Na obra de Stanley Kubrick, a violência é um dos seus elementos principais. De uma forma mais ou menos evidente, poderíamos dizer que todos os seus filmes encontram no fenómeno violento o pretexto, a razão e o desenrolar dos seus códigos expressivos. Como se para falar da espécie humana fosse impossível ignorar a sua dimensão animalesca omnipresente, escamoteada ou evidente no transcrever das emoções e dos comportamentos.

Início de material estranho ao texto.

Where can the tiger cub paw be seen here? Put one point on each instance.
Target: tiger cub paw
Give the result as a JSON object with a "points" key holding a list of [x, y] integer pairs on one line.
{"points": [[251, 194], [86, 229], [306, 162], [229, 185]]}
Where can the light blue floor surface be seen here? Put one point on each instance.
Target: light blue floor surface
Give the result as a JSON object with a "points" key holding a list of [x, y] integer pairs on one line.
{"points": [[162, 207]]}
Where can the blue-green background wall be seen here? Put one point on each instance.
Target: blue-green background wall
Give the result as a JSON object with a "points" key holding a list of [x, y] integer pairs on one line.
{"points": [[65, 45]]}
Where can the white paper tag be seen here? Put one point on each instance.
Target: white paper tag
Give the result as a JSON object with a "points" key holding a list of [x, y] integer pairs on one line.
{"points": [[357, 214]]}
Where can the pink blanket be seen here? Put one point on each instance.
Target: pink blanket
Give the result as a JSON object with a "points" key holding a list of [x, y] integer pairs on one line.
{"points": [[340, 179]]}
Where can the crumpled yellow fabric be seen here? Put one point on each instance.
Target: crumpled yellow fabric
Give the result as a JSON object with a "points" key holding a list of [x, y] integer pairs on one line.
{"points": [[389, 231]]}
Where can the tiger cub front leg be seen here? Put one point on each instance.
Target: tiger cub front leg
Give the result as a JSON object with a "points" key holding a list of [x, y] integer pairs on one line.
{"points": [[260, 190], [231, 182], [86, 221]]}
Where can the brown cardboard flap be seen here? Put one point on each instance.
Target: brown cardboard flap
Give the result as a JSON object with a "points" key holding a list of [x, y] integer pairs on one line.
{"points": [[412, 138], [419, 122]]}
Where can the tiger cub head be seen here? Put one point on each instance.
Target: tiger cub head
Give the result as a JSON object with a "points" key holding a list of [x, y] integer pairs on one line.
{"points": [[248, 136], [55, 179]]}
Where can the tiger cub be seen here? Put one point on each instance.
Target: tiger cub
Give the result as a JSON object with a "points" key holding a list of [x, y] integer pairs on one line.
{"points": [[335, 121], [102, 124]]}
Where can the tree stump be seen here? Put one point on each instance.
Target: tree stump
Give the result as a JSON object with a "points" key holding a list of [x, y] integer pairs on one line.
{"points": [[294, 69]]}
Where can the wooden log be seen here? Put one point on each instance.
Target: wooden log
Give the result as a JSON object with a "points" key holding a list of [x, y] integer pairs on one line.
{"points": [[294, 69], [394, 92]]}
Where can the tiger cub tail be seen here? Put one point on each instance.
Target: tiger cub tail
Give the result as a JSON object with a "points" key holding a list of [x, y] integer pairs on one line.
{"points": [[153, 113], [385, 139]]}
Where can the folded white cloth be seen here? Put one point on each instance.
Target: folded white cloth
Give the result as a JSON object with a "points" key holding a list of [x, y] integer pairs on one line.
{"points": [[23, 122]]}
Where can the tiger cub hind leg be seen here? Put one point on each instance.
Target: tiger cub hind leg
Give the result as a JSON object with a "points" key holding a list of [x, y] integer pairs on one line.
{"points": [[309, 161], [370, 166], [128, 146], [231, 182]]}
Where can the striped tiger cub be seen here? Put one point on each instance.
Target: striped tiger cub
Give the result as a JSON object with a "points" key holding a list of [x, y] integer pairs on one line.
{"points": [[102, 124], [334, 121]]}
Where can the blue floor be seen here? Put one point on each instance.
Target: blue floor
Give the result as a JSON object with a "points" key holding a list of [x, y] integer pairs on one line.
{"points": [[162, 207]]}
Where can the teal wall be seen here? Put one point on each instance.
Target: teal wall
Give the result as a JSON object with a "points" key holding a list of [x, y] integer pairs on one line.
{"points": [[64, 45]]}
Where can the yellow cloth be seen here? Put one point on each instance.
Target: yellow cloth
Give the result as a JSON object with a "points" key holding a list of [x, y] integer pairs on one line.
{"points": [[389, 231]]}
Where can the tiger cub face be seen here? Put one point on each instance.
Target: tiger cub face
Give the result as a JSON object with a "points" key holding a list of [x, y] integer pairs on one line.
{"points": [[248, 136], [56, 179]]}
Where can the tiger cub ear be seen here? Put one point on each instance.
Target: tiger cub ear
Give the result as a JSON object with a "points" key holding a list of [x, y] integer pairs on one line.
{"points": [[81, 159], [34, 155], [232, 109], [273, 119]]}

Desde o início que se percebe, ou antevê na obra deste cineasta uma força criadora gigantesca, requintadamente elaborada e surpreendente. O universo cerrado dos argumentos e a luz quase expressionista das primeiras longas-metragens apresentam um jovem herdeiro da tradição do “filme negro”, continuador de Fritz Lang ou Samuel Fuller. Ao longo do tempo nunca faltarão exemplos marcados por uma violência expressionista um pouco barroca, de uma certa teatralidade da morte. Veja-se o exemplo do assassínio de Quilty (Peter Sellers) em LOLITA, e os crimes de LARANJA MECÂNICA, onde esta teatralidade da morte se manifesta influenciada por uma certa expressão hebraica da Europa Central que acabou por marcar o cinema americano dos anos 30.
GUERRA
Sendo o exemplo mais acabado da estupidez humana, a guerra foi utilizada por todas as formas de arte permitindo-lhes alguns dos melhores momentos de expressão e identificação de muitos dos lados sombrios e escondidos no nosso subconsciente. Na obra de Kubrick a guerra ocupa um papel importante que se divide por alguns dos seus melhores momentos cinematográficos. Vamos encontrar o primeiro exemplo no ano de 1953 em FEAR AND DESIRE, episódio a um tempo sangrento e lúdico de uma guerra imaginária. Segue-se PATHS OF GLORY (1957), um dos mais surpreendentes, mais completos e mais brilhantes manifestos anti-guerra alguma vez conseguidos em cinema. A guerra volta a ser o tema escolhido no seu penúltimo trabalho em FULL METAL JACKET (1987), uma versão muito particular do conflito mais cinéfilo de que há memória, o do Vietname. Um filme muito estranho e ambíguo, ainda hoje difícil de entender.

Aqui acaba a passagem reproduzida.